Optics: eye examining – vision testing and correcting – Eye examining or testing instrument – Objective type
Reexamination Certificate
2001-10-15
2003-04-29
Manuel, George (Department: 3737)
Optics: eye examining, vision testing and correcting
Eye examining or testing instrument
Objective type
C351S246000
Reexamination Certificate
active
06554429
ABSTRACT:
BACKGROUND OF THE INVENTION
This invention relates generally to the field of ophthalmic diagnostic devices and, more particularly, to wavefront sensors used as diagnostic devices.
The human eye in its simplest terms functions to provide vision by transmitting light through a clear outer portion called the cornea, and focusing the image by way of a crystalline lens onto a retina. The quality of the focused image depends on many factors including the size and shape of the eye, and the transparency of the cornea and the lens.
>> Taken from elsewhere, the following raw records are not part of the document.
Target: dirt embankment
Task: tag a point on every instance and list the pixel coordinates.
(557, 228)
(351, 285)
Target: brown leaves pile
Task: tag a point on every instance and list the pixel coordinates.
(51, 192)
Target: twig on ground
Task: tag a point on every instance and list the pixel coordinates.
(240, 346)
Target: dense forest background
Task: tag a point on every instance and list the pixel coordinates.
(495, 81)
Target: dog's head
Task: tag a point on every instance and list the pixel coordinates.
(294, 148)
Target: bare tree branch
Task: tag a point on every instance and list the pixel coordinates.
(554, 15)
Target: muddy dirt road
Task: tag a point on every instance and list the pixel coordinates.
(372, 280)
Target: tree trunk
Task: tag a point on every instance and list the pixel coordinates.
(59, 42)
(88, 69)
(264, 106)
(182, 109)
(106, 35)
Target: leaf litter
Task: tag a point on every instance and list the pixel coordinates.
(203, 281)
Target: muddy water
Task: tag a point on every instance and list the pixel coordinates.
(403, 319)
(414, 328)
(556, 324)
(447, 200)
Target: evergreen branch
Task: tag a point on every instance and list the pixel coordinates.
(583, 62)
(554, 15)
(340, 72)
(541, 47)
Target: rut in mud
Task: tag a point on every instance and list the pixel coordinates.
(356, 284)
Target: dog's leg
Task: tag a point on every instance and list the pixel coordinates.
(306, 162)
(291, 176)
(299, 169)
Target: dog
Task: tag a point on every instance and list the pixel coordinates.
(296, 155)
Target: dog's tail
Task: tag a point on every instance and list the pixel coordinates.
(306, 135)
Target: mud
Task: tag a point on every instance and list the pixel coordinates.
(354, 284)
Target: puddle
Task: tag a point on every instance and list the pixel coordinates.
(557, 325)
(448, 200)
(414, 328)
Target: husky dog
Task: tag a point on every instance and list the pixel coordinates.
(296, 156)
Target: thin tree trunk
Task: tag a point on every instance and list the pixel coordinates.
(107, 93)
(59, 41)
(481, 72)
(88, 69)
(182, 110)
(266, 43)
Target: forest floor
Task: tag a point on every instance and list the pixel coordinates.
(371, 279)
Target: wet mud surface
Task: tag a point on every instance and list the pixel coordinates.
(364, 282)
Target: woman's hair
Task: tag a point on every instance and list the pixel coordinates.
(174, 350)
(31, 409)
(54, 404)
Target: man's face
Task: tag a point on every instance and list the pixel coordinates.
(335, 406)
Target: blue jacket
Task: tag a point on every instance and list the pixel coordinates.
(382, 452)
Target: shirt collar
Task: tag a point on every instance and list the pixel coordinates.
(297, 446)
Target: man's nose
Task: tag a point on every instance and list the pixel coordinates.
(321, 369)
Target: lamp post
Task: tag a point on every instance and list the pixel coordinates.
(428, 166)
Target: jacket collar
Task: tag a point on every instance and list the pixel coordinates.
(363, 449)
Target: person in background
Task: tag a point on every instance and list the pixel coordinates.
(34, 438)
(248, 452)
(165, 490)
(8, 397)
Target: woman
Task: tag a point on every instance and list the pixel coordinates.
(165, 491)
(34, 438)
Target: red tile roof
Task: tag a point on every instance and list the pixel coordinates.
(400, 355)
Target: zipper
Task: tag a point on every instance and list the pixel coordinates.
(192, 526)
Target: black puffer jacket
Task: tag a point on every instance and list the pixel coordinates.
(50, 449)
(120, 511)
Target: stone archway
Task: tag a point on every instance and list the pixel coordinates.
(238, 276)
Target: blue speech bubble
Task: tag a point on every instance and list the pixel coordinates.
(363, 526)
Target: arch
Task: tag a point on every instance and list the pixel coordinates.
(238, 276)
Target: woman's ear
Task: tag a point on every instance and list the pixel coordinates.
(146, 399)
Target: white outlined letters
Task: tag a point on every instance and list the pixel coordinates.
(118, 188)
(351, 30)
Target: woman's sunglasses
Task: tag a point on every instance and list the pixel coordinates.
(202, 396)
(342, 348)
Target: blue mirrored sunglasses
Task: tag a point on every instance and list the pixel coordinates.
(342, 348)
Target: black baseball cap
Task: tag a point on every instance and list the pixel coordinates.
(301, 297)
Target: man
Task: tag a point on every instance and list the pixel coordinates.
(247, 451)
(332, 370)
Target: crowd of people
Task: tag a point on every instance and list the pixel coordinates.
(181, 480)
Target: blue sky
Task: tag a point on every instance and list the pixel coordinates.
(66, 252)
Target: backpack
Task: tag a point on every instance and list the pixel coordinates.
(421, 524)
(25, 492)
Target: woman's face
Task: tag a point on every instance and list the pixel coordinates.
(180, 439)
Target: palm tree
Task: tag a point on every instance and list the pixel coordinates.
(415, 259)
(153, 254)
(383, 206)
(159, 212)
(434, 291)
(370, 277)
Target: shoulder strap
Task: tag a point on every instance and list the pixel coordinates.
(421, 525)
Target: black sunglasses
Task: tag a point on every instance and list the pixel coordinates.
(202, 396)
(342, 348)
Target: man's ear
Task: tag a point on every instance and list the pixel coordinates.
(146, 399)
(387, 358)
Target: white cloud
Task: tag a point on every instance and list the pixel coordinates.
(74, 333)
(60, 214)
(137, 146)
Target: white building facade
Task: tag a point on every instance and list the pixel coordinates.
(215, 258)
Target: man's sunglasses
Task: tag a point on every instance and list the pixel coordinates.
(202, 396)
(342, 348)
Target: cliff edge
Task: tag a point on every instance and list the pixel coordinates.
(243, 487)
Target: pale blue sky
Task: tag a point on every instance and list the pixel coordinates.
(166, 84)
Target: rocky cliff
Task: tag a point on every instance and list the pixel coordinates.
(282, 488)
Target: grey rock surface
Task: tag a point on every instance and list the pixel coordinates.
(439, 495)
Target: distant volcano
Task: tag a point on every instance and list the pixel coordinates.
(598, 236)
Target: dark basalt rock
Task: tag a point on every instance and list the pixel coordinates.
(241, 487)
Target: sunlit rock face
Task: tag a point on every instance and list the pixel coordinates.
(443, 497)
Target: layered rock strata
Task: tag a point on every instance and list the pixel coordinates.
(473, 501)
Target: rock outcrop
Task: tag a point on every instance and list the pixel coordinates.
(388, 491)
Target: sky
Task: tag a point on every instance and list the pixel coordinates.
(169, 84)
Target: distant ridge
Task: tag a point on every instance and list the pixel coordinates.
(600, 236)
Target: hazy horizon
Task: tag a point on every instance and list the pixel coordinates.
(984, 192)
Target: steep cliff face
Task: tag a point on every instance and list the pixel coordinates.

The optical power of the eye is determined by the optical power of the cornea and the crystalline lens. In the normal, healthy eye, sharp images are formed on the retina (emmetropia). In many eyes, images are either formed in front of the retina because the eye is abnormally long (axial myopia), or formed in back of the retina because the eye is abnormally short (axial hyperopia). The cornea also may be asymmetric or toric, resulting in an uncompensated cylindrical refractive error referred to as corneal astigmatism. In addition, due to age-related reduction in lens accommodation, the eye may become presbyopic resulting in the need for a bifocal or multifocal correction device.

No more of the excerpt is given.